Though I think of myself as an author first, these classes do comprise a large part of my new career. They pay the bills and I spend about 50-75% of my workday working on them! Usually, they dovetail with the things I’m writing about, and I research for both things at the same time.
I took a VIA Strengths finder test years ago, and both “Teaching” and “Learning” were particular strengths of mine. I think that this work on courses to offer is a huge part of expressing those strengths and feeling accomplished at the end of the day.
Morbid Anatomy Classes
I was introduced to Morbid Anatomy by a friend of mine, Amy Slonaker, who has been friends with the creators of the group for a long time. I’d attended a handful of sessions, and enjoyed the other attendees, as well as the topics that they cover. When Amy offered to introduce me to Joanna, the founder and main driving force behind the organization, I jumped at the chance.
The coolest part of teaching for Morbid Anatomy is that I can expand my audience and potential reach exponentially. They have almost a half a million followers full of smart, interesting, creative people. It’s a fabulous group of people to teach and to become friends with and collaborators with going forward.
Being able to choose my course topics and classes is another huge plus. I choose what to teach! We negotiate on dates a little bit, to make sure the schedule works for everyone. But generally speaking, I drive my own show there.
In terms of workload, I spend a few hours each week actively teaching a session and following up on emails about the active session, a few hours researching and preparing the syllabus and presentations for upcoming courses, and sometimes a little bit of time organizing and ideating upcoming course ideas to pitch.
Right now I have about 1 course per month on the books, and I’d like to continue that pace into 2025.
- July and August – [SOLD OUT!] Fairy Tale Retelling Course currently underway
- August – Grim Grimm and Women’s Trauma
- September 9th – FREE Event about the Connections between the Unicorn and the Monstrous Feminine
- September – October – The Monstrous Feminine
- October-November – The Fairy tale retelling course (I’m offering it again, since the first one sold out)
I plan to take a break in December, and then pick back up in January 2025 with new courses. The fun part, of course, will be thinking about what else to offer in the meantime! These ideas are often based on my research and writing projects. If there’s a mythology topic you’d be interested in taking a course about, please comment and let me know!
Thinkific Classes About Burnout
Right now, the courses that are gobbling up most of my workday are a set of asynchronous, on-demand courses that I’m creating on the Thinkific platform.
I’m doing this process in a quick and dirty way. I created a “minimum viable product” or MVP version, which I offer for free. That course is about 1 hour of video, and it is aimed at helping individuals who think they are suffering from burnout. The idea of an MVP is to move as quickly as possible, make notes of lessons learned and to fail forward into the next version.

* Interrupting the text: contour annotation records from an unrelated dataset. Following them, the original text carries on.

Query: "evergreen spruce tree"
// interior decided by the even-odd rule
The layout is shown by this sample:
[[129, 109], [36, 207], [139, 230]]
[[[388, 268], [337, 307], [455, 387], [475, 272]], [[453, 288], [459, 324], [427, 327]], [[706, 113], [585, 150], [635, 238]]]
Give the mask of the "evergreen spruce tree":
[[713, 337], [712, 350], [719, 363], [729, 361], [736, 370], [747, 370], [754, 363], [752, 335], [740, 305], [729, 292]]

I posted about my lessons learned a few weeks ago.
Version #2 then, is a course I’ve launched that is aimed at helping people managers to prevent their own teams from burning out. This course is not going to be free, and it’s about 3 hours of edited video, so I had to apply all of the lessons in real time to get this going.
The main idea here is that I won’t be creating these courses forever. There won’t be an ongoing need to spend hours of every day with video edits, background music, PDF downloads, closed caption uploads, and detailed supporting materials. Once I create this course, I won’t need to update it until the book comes out. I might have additional time to spend marketing and learning how to get sign-ups, but I probably won’t have to adjust the meat of the course.
Again, I’ll “fail forward” with this one as I make the next. The next, by the way, is either what human resources can do to prevent employee burnout or what the c-suite can do to prevent employee burnout. I’m not sure which set of videos I’ll be making next.
The fourth (and perhaps final) asynchronous burnout training I want to offer will go back to the beginning – a free 1-hour course aimed at autistic burnout recovery. This is more because I just genuinely want to help people, rather than as a way to build a marketing funnel.
The other trainings, though, are ultimately targeted at selling the burnout book when it comes out, and at upselling workshops for companies. The idea is that I could also offer these training sessions in person!